Figure 3.

Primary afferent and intraspinal VGluT2 IR innervation of VF neurons. A, B, The confocal micrograph in A visualizes the specific immunostaining for VGluT2 (yellow) in a cross section through the S2 segment, which is completely abolished by pretreatment with the blocking peptide of the primary VGluT2 antibodies (B). C, Low-power projected confocal micrographs of a 50-μm cross section cut through the S2 segment of the spinal cord shows VF neurons retrogradely labeled through the left VF at the S1–S2 level (red) and anterogradely filled sacral afferents (cyan) labeled via the contralateral (right) S3 dorsal root.

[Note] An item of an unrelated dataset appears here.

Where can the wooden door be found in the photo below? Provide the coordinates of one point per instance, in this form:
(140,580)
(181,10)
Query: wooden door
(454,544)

D, The low-power cross section displayed in C is shown after VGluT2 immunostaining (yellow). E, High-power (original magnification × 60), single-slice micrograph of the area framed in C shows a VF neuron (pseudo color, red), which is contacted (e.g., arrowheads) by primary afferent boutons (pseudo color, cyan) with VGluT2 IR (yellow). Fluorophores: VF, Cascade blue dextran; Afferents, Texas red dextran; and VGluT2, Cy5. F, High-power (original magnification × 60) view of a single optical slice micrograph of a group of S2 VF neurons back-labeled in a different double labeling experiment followed by immunostaining for VGluT2. The neurons are innervated by VGluT2 IR boutons but are not contacted by SCA.